A recent article authored by Foreign Policy’s Robert Zoellick sheds light on a disturbing contemporary trend: U.S. leaders’ unwillingness to tackle the macro-level issues of national stability and prosperity. Zoellick correctly implies that policymakers (as a whole) appear content to focus on security and economics as if they are separate and mutually exclusive, when in reality that is far from the case. He observes:
“Consider the foreign-policy debates of this U.S. election year. Journalists and commentators expound about wars and rumors of wars, political leaders and upheavals, human rights and duties to intervene, missiles and their defense. All serious and important topics. But how about a question on the eurozone crisis that threatens the integration of Europe, one of the 20th century’s greatest security-policy achievements and America’s closest ally and partner? What about America’s connections to growth in East Asia, where economics is the coin of the realm? The reply is that these topics concern economics, not foreign policy”

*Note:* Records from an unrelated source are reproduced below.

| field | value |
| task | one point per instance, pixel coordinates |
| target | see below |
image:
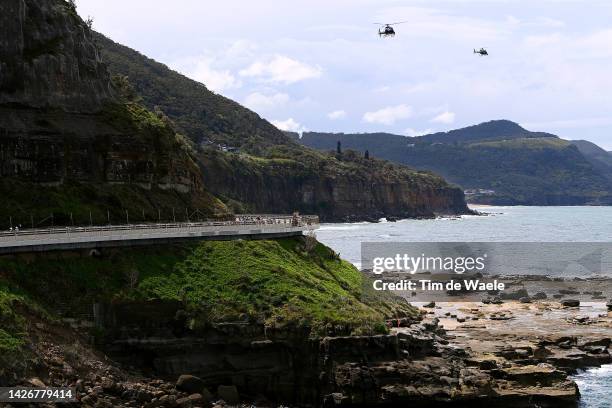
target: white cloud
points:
(202, 70)
(339, 114)
(445, 117)
(414, 132)
(389, 115)
(258, 101)
(282, 69)
(290, 125)
(569, 123)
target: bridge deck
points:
(40, 240)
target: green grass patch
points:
(273, 282)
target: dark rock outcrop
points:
(279, 175)
(365, 193)
(63, 122)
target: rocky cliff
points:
(499, 162)
(338, 188)
(272, 172)
(63, 123)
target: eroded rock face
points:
(48, 58)
(60, 118)
(334, 195)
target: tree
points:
(131, 276)
(310, 241)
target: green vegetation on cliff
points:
(272, 172)
(293, 281)
(512, 165)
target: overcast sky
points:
(319, 64)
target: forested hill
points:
(497, 162)
(196, 111)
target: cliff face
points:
(500, 162)
(337, 190)
(62, 122)
(48, 58)
(274, 173)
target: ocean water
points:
(502, 224)
(595, 387)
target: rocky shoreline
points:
(457, 354)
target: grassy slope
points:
(203, 115)
(274, 282)
(522, 170)
(23, 200)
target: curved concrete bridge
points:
(66, 238)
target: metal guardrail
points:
(274, 221)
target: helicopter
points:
(387, 30)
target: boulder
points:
(190, 384)
(570, 303)
(516, 295)
(193, 400)
(539, 296)
(228, 393)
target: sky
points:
(319, 65)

This trend manifested itself yet again last Thursday in the vice-presidential debate, where Joe Biden and Paul Ryan dutifully hashed out their respective platforms on a plethora of topics from domestic entitlement programs to diplomatic security in the Middle East. It’s certainly reassuring to know that top-level officials have a grasp on the nitty-gritty details necessary to make informed policy decisions that have ramifications on Americans’ security and economic well-being. But the political rhetoric over seemingly minute details or “he-said, she-said” games causes the officials most responsible for America’s continued international preeminence to lose sight of the national overarching goals.

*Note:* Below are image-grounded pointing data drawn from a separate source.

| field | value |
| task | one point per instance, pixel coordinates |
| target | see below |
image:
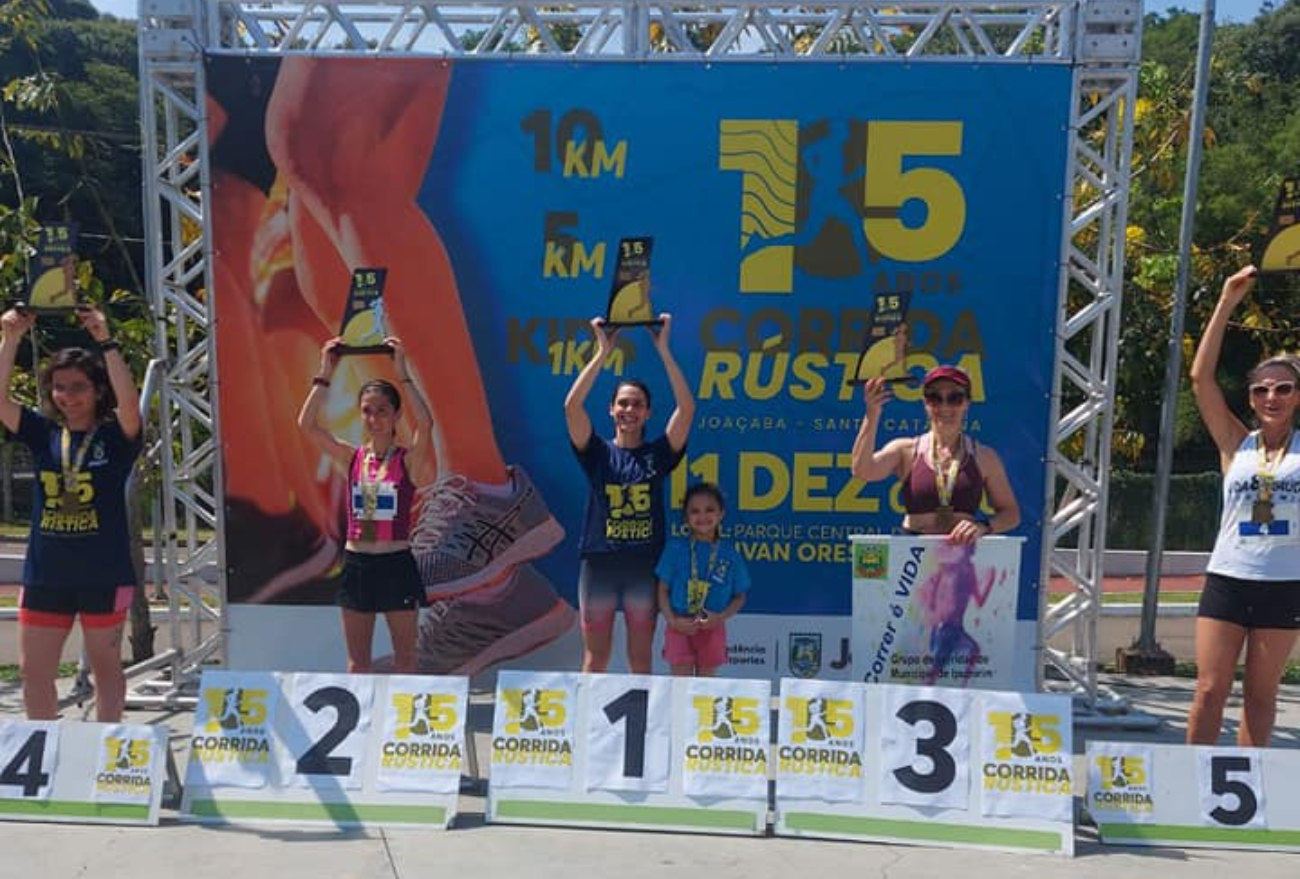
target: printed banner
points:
(230, 744)
(724, 750)
(928, 611)
(533, 728)
(820, 740)
(423, 741)
(1026, 756)
(788, 206)
(1121, 782)
(128, 765)
(628, 732)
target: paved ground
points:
(473, 848)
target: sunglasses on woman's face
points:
(1278, 389)
(950, 398)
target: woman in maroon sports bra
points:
(945, 475)
(944, 472)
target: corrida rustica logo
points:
(726, 718)
(819, 719)
(830, 196)
(235, 709)
(1021, 735)
(424, 715)
(533, 710)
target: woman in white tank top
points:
(1252, 585)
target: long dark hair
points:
(91, 366)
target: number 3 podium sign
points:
(99, 773)
(1201, 797)
(924, 765)
(631, 750)
(330, 749)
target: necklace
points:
(1266, 467)
(697, 587)
(369, 486)
(72, 464)
(945, 480)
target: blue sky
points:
(1225, 11)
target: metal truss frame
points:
(1099, 38)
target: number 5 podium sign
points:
(635, 752)
(1195, 796)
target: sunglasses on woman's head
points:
(1279, 389)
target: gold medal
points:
(697, 587)
(945, 480)
(369, 486)
(696, 593)
(1261, 512)
(70, 501)
(944, 518)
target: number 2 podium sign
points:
(326, 749)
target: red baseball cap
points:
(952, 373)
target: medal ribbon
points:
(944, 481)
(371, 485)
(709, 570)
(1268, 468)
(72, 466)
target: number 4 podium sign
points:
(98, 773)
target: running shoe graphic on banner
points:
(467, 538)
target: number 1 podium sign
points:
(1195, 796)
(924, 765)
(92, 773)
(635, 752)
(343, 750)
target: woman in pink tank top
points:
(380, 574)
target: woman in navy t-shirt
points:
(624, 531)
(78, 557)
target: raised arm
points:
(869, 463)
(310, 418)
(13, 324)
(575, 403)
(414, 399)
(997, 489)
(679, 423)
(118, 373)
(1223, 425)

Strategy, at the national level, should not be limited to a particular military operation or budget reduction measure; rather, it should address how foreign and domestic policies must be coordinated in the best interest of the country. It’s true that strategic thinking is necessary in more limited realms, but a well-reasoned response to Iran or a decreased credit rating must be considered in a global context. Executive branch agencies and institutions like the Federal Reserve have the tools – both in terms of personnel and budget allocations – to tackle the details that sustain America’s security and prosperity, but the president and Congress must drive a cohesive effort by federal bureaucracies.

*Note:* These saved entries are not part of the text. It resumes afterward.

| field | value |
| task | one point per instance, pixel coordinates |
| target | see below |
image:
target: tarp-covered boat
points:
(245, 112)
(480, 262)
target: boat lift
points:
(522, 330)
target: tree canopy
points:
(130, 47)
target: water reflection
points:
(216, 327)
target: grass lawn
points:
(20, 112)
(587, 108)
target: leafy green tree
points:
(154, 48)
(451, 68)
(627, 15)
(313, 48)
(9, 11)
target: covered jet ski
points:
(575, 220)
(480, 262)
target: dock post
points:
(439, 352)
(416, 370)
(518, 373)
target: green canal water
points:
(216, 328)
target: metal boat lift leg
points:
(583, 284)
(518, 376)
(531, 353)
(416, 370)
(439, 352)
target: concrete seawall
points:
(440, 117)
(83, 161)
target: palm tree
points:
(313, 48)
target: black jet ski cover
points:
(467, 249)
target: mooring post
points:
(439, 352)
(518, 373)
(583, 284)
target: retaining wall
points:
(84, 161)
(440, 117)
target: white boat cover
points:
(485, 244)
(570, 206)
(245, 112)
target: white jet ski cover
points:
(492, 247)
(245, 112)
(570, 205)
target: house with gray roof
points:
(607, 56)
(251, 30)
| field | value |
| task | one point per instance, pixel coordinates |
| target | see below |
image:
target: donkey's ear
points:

Economics and security are the dual purview of foreign policy. The three D’s – defense, diplomacy, and development – all depend on the strength of the nation as a whole. With foreign and domestic policy so closely intertwined, it is a huge liability for any policymaker to treat the issues as if they exist in isolation. The American electorate must be aware of the need for a unified national strategy and use the upcoming election to hold the president-elect and 113th Congress accountable to follow through on it.